Calhoun, a 6-foot-5, 205 pound junior guard, averaged 10.3 points as a freshman but was slowed by impingements in both hips. He had surgeries to correct both hips in the spring of 2013 and was still recovering when his sophomore season began.
"I went right from rehabbing to playing," he said.
And he struggled. He was replaced in the starting lineup in late December and never played more than 15 minutes in any game the rest of the way. His last made field goal was at Cincinnati on Feb. 6 — he missed his last 13 shots from the floor — and finished at 30.5 percent (40-for-131), including 24.1 percent (19-for-79) on three-point attempts.
"His work ethic never changed," coach Kevin Ollie said. "Getting through the times when he wasn't playing — he stayed tough mentally. Physically, he wasn't out on the court, but he was an elite teammate."
Shortly after UConn came home from Texas with the trophy, Calhoun went back to work in the weight room with strength-and-conditioning coach Travis Ilian and athletic trainer James Doran to rebuild his body and his game. Then he went home to Brooklyn for a heart-to-heart talk with his father, Omar Sr.
"We sat down to re-analyze everything," he said. "Where are we going to go from here? I was going to come back stronger than ever. I've gotten a lot stronger in a lot of different areas. Coaches see that. My father's message was, 'Just dedicate myself, whatever happens in the future is what I put into it.' So every single day, every single second, I'm always trying to do something to better myself."
Transferring was never considered seriously. Instead, Calhoun doubled-down on determination.
"A lot of different thoughts come into your mind," Calhoun said. "You could put the blame on a lot of different people. But as a growing young man, you have to see what you can do to make the most out of the situation that you're in. I felt like I still have an opportunity here to do a lot of great things."
Calhoun spent the summer on campus working on fundamentals, strength and flexibility. As September and the new academic year began, coaches have seen the results, a quicker, more explosive player, more sure of himself with the ball, with stronger legs to support his shot.
"When it comes to stepping into the shot," Calhoun said, "your first step, changing direction, playing defense. Everything is played with your legs. If your legs aren't there, you're a step behind everything and that's how it looked [last season]."
Said Ollie: "You always learn about someone — when adversity hits, you see character come out and we saw Omar's true character, his dedication for our program, his love for UConn. He probably had external factors, people telling him he needs to do this or that, but internally he knew 'this was the place for me to grow.' For him to stick with it shows his toughness, and it's going to help him in life, understanding the wave of change, not letting it crush you, and riding that wave to a better place."
The new season will bring an entire new Husky team.
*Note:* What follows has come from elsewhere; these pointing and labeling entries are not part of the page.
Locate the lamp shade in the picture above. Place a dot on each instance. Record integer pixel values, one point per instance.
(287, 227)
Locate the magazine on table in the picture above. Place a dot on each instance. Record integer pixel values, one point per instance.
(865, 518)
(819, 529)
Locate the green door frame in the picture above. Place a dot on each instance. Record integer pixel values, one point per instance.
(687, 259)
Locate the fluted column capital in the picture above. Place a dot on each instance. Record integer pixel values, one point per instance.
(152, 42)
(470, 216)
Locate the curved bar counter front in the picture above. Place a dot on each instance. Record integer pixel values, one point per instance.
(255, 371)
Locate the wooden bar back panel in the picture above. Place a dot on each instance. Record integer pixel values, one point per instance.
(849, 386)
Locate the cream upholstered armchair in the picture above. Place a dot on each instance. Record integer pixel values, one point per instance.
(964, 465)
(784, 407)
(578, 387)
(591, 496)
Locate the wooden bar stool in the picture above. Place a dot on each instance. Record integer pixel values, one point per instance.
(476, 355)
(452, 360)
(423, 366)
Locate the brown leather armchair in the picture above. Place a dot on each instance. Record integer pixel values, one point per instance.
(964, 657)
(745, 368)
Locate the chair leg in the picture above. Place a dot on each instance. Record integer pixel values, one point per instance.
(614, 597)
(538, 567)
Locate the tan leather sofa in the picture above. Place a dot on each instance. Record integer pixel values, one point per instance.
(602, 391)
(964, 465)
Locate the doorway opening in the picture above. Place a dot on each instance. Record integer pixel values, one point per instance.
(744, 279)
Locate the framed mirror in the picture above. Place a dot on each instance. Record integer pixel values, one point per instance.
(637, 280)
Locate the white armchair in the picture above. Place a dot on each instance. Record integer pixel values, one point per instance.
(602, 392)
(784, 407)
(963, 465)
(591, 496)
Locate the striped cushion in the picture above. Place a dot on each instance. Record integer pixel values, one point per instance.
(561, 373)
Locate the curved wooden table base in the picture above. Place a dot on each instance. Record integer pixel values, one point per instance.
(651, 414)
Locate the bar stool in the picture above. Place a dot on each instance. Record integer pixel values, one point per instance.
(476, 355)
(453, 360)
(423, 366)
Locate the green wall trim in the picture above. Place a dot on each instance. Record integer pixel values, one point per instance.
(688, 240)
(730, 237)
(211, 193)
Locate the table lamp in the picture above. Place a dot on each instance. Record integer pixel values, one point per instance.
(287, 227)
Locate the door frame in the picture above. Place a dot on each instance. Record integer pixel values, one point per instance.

Shabazz Napier and Tyler Olander are gone, as are Niels Giffey and Lasan Kromah, players who took Calhoun's minutes at the wing. He will be competing for his old job, and if he can regain his three-point touch he can make the kind of contribution Giffey did last season.
"When I knew I wasn't at my best," Calhoun said, "sitting watching the game, I knew that if I were 100 percent I'd be able to make a tremendous impact. I knew that this coming season I was going to be ready."
Champs At The Rent
The team will be at Rentschler Field, just outside Gate B, to sign autographs Saturday at 10 a.m., before the Boise State game. Shabazz Napier, who was on campus Friday, could be with his former teammates. … As expected, Steve Enoch, 6-10 power forward from Norwalk, was on campus for his official visit, which will last through the weekend. The thinking is that Enoch, who has broken through to four-star, top-50 status, is leaning heavily toward staying in his home state. … Djery Baptiste, 6-11, who visited UConn last week, has committed to Vanderbilt. Ollie is still searching for wings, centers and shooting guards.